These four books are on seemingly discrete and different aspects of early Indian history, yet they are interconnected. Historiography links many facets, concerned as it is with interpretations of the past.
In recent years historical interpretation has drawn on other disciplines and this is evident in Interpreting Early India. The subject is history, but the discussions in this work move beyond history to provide a glimpse of explorations of new historical territories relating to early India.
Time, it is argued in Time as a Metaphor of History, is an essential component of a historical perspective. Societies have varying forms of time, depending on function and perceptions. Conventional attempts to assign these particular forms of time- either cyclical or linear- have now been questioned. The most meaningful understanding of time and history is to view time at the intersection of the cyclic and the linear within the same society.
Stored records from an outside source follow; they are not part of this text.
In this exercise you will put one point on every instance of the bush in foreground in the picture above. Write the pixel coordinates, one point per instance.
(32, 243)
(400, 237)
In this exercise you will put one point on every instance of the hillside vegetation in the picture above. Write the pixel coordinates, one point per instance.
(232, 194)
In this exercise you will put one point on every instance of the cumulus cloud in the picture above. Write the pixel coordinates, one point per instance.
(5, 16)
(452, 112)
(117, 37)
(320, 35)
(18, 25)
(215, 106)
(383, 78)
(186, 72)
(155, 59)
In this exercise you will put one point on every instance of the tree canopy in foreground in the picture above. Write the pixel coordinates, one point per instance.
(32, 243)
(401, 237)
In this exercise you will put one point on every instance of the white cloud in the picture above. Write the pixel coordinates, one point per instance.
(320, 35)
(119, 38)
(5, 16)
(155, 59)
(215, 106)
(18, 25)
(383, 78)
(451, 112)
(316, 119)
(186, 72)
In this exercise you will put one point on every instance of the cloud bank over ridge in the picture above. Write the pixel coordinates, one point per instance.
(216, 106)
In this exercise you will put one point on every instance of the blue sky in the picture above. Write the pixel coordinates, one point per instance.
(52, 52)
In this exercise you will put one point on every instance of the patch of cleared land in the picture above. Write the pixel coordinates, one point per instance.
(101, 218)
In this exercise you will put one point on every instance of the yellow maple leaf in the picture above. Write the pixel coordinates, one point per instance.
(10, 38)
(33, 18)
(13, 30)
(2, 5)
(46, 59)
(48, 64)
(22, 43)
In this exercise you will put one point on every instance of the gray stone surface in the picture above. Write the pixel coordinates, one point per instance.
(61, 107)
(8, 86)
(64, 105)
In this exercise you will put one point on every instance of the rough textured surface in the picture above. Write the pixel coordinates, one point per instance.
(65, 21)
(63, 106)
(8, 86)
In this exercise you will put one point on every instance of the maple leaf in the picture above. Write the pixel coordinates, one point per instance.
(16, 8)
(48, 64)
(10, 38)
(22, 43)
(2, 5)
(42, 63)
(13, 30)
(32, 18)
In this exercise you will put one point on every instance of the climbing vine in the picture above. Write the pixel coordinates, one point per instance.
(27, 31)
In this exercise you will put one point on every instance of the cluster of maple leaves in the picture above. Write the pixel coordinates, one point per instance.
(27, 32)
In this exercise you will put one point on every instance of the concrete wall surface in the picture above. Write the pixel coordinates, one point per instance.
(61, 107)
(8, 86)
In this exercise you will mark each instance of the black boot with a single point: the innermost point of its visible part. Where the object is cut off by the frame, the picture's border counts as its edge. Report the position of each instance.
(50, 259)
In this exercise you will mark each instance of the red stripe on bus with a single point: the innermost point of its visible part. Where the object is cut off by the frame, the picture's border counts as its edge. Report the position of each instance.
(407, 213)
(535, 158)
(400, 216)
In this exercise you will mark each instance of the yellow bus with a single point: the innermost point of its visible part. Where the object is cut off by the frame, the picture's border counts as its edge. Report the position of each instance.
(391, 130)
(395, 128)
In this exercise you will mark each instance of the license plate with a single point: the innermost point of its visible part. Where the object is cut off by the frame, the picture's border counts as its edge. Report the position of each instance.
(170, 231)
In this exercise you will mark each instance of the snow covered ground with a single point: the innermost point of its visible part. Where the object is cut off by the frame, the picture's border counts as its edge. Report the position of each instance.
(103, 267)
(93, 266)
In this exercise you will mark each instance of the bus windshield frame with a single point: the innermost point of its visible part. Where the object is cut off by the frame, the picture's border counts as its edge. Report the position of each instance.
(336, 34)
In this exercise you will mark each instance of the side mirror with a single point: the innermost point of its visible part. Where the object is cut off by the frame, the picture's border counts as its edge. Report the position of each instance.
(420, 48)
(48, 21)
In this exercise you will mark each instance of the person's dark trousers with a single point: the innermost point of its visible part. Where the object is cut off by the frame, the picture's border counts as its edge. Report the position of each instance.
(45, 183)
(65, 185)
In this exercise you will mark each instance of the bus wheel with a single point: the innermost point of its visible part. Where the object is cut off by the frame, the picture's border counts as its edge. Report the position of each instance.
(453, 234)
Cultural Transaction suggests alternative ways of assessing the early Indian tradition. Using more recent concepts of culutre and tradition, it distances itself from the static notion of fixed traditions and exclusive high cultures.
From Lineage to State discusses the history of north India from about 1000 to 400BC. Moving away from the conventional treatment of this period, it attempts to locate the processes of state formation and social configuration. The evidence, both literary and archeological, is linked, using a comparative framework, with studies of similar societies from other sources in order to suggest a mutlifaceted reconstruction of this history.